Сердце Михайла подпрыгнуло, но он постарался успокоить его. «Добро, я скажу!» И действительно поверил в то, что ответит веско, ни робости, ни смущения в себе не почувствовал.
— Разными они бывают, но если бы писал — взял бы того, кто заслонил в моем сознании всех иных председателей. Есть у меня такой, его зовут Довба, — сиволапый мужик, конечно, как может многим показаться. Он голова первого в районе колхоза, послевоенного... — по-прежнему держась обеими руками за флотский ремень, начал вслух вспоминать Михайло.
...Вечерело. Мать вынесла пеструю ковровую дорожку, постелила ее на цементном крыльце, пригласила.
— Сидай, сынок. — Сама опустилась рядом, отцу строго приказала: — А ты удались, геть, не дыми своей трубкой, бо и так дыхать нечем…
И вправду дышать было тяжело, воздух стоял мертвый, клонило на дождь. Из-за палисадника показался Довба. Полы замызганного коротковатого кожуха были распахнуты. Шапка из коричневого барашка глубоко сидела на ушах. Домотканые штаны мутно-сизого крашения были схвачены снизу на удивление белыми онучами, онучи переплетены тонкими ремешками от постолов (черевики, сшитые из сыромятной кожи) вверх, до коленей. Довба, тяжелый на вид, мешковатый, по земле ступал легко, уверенно.

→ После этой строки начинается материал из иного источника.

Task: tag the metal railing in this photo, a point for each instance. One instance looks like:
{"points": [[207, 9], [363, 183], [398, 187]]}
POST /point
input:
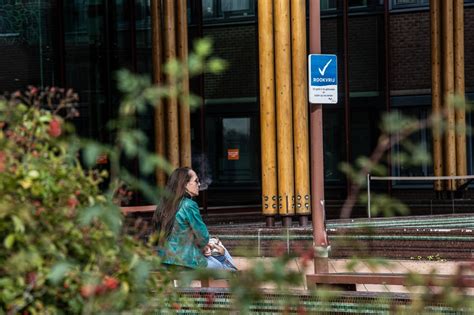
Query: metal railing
{"points": [[407, 178]]}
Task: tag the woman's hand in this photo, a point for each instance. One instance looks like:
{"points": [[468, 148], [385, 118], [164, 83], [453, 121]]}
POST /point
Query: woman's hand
{"points": [[207, 251]]}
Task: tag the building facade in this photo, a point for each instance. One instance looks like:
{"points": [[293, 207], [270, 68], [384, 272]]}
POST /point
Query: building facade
{"points": [[383, 49]]}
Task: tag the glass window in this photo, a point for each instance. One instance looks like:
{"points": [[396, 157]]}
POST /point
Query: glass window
{"points": [[327, 5], [233, 149], [223, 9], [27, 37], [398, 4], [423, 140]]}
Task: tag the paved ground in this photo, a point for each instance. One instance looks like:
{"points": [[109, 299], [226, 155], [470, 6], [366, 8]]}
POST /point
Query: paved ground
{"points": [[340, 265]]}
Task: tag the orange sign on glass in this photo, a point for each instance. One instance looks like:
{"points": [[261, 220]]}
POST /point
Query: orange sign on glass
{"points": [[233, 154]]}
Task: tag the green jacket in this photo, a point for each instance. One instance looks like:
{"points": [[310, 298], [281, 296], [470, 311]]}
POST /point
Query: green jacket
{"points": [[187, 239]]}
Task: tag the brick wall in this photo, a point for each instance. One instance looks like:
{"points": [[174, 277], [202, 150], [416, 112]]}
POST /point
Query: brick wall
{"points": [[237, 44], [364, 53], [410, 51]]}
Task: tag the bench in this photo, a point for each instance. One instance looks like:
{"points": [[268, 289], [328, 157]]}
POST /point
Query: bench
{"points": [[348, 281]]}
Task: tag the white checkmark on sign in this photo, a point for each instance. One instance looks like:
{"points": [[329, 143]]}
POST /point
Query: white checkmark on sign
{"points": [[325, 67]]}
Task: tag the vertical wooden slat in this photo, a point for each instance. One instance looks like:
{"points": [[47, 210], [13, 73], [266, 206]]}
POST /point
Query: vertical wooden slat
{"points": [[459, 86], [448, 90], [172, 131], [267, 107], [157, 57], [184, 112], [283, 107], [435, 14], [300, 106]]}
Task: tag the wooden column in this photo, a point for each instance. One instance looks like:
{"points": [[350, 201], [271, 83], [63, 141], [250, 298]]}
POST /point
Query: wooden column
{"points": [[436, 97], [157, 57], [300, 107], [172, 131], [459, 84], [267, 109], [184, 112], [448, 91], [284, 108]]}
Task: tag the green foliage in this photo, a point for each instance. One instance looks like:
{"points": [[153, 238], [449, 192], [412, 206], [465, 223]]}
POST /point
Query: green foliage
{"points": [[62, 250]]}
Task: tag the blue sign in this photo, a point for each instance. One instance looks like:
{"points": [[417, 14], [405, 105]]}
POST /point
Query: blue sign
{"points": [[322, 79]]}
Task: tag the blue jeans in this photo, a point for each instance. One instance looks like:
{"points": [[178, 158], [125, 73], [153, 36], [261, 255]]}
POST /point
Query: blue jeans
{"points": [[221, 262]]}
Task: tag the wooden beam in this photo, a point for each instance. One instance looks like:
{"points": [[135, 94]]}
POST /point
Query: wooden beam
{"points": [[283, 107], [267, 108], [459, 90], [157, 60], [172, 131], [448, 91], [184, 111], [436, 95], [300, 106]]}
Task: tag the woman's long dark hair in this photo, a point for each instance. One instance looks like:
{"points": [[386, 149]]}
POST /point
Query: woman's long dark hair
{"points": [[164, 216]]}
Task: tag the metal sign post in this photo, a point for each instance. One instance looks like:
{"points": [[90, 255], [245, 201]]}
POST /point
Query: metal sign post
{"points": [[320, 241]]}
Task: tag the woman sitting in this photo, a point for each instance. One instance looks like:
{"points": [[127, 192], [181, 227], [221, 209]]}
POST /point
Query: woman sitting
{"points": [[183, 238]]}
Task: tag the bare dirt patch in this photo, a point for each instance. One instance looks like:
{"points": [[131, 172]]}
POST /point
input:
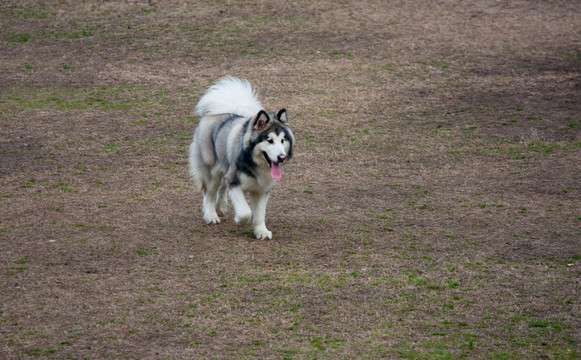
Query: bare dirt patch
{"points": [[432, 209]]}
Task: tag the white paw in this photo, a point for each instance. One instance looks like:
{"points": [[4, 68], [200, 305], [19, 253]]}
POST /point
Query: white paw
{"points": [[262, 233], [211, 218], [223, 209], [243, 219]]}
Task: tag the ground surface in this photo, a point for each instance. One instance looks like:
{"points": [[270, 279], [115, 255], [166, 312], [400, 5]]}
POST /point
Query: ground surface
{"points": [[432, 209]]}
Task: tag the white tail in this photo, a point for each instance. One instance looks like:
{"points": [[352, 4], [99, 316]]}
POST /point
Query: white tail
{"points": [[230, 95]]}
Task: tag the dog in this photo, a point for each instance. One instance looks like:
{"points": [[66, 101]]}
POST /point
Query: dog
{"points": [[238, 148]]}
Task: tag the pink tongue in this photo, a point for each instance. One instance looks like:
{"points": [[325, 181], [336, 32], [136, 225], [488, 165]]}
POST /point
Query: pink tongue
{"points": [[275, 171]]}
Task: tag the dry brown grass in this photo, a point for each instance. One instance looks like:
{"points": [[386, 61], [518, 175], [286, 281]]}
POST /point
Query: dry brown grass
{"points": [[432, 209]]}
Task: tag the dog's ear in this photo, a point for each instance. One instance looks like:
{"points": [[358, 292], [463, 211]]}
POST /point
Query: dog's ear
{"points": [[260, 121], [281, 116]]}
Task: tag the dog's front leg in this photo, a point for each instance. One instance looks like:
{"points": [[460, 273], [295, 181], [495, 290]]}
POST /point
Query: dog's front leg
{"points": [[259, 213], [241, 209]]}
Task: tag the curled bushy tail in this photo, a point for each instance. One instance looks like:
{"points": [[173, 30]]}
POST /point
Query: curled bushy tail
{"points": [[230, 95]]}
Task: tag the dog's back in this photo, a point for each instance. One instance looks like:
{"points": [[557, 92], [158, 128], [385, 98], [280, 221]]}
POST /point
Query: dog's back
{"points": [[229, 99]]}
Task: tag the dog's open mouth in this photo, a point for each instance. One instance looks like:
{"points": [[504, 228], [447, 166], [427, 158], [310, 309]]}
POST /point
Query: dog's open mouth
{"points": [[274, 167]]}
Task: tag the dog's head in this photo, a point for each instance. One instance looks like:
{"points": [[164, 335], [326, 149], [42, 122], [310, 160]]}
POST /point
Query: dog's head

— Буна сара! — поздоровался, пожелав всем доброго вечера. Вспомнив о самом важном, из-за чего, собственно, и пришел сюда, воскликнул: — Го, мэй-брэй! Карповна, — обратился к матери Михайла, — одолжите мне паляныцю хлеба, бо Маруся моя сегодня не пекла, поехала в Тараклию до родичей.
Трогательная пара: Довба и Маруся. Он — громадина, она — по виду совсем девчонка, росточку слабого, мужу по пояс. Тонкая, даже боязно за нее: не сломает ли. Но ей было с ним, каждый видел, удивительно хорошо, как у Христа за пазухой.
Мать вынесла паляныцю. Довба, стряхнув с плеч кожушок, подмял его под себя, присел, упираясь в стену хаты, вытирая домотканой рубахой побелку.